Haakon was born on 20 July 1973 at The National Hospital in St Hanshaugen, Oslo, the only son and younger child of then-Crown Prince Harald and Crown Princess Sonja, during the reign of his paternal grandfather King Olav V. At birth he was named Haakon Magnus, and the announcement emphasised that he would be known as Haakon. He was baptised on 20 September in the chapel at the Royal Palace. (Note: His godparents were King Olav V of Norway (his paternal grandfather); Princess Astrid, Mrs. Ferner (his paternal aunt); Prince Carl Bernadotte (his paternal granduncle); King Carl XVI Gustaf of Sweden (his paternal third cousin); Queen Margrethe II of Denmark (his paternal second cousin once removed); and Princess Anne of the United Kingdom (his paternal third cousin).) He was named in honour of his paternal great-grandfather, King Haakon VII, as well as his maternal uncle Haakon Haraldsen, and Magnus, after the Norwegian saint and martyr. Haakon's grandfather Olav V died on 17 January 1991, after which his father acceded as King Harald V and Haakon became crown prince.

Haakon has one sibling, Princess Märtha Louise (born 1971). In 1990, the Norwegian constitution was amended to introduce absolute primogeniture, meaning that the eldest child, regardless of sex, would take precedence in the line of succession. Because the amendment was not retroactive, Haakon retained precedence over his older sister.

===Education and military service===
Haakon served in the Royal Norwegian Navy. He graduated from the Norwegian Naval Academy in 1995, then spent a year serving on various naval vessels. Unlike his father and grandfather, he did not attend Oxford University and instead enrolled at the University of California, Berkeley.

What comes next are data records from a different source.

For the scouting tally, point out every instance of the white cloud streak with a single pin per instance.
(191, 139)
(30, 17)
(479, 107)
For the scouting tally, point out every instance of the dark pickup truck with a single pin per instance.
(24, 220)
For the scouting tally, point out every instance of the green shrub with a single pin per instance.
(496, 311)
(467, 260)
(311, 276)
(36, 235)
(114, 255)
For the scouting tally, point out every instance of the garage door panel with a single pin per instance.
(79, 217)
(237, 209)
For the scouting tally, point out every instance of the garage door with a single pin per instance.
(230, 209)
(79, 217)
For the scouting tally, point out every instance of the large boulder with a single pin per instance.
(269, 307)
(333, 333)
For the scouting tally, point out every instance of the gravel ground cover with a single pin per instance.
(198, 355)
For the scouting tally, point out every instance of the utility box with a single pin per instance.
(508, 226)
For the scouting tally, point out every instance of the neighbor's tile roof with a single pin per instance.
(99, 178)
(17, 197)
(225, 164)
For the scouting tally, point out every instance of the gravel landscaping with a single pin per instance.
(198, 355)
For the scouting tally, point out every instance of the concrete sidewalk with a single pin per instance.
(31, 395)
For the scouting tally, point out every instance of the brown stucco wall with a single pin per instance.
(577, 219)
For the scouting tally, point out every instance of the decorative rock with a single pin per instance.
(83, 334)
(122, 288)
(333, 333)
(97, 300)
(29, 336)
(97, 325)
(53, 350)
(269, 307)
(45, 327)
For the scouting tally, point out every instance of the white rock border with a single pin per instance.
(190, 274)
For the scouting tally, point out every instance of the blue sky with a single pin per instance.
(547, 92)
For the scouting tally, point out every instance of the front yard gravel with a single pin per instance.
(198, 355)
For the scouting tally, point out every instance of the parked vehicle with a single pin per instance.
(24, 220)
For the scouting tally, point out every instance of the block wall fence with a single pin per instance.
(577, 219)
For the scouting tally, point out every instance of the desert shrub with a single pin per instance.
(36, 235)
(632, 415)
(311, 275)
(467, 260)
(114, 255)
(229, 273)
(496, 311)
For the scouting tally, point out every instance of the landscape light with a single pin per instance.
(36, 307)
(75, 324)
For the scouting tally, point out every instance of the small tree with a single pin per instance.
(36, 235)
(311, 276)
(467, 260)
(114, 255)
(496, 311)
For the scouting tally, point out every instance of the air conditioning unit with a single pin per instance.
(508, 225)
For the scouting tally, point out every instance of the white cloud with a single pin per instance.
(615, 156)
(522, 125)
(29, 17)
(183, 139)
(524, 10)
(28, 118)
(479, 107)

He received a Bachelor of Arts degree in political science in 1999. Haakon subsequently attended lectures at the University of Oslo and completed the Norwegian Ministry of Foreign Affairs' civil servant introductory course in 2001. He finished his education in 2003 at the London School of Economics (LSE), where he was awarded a Master of Science in development studies, specialising in international trade and Africa.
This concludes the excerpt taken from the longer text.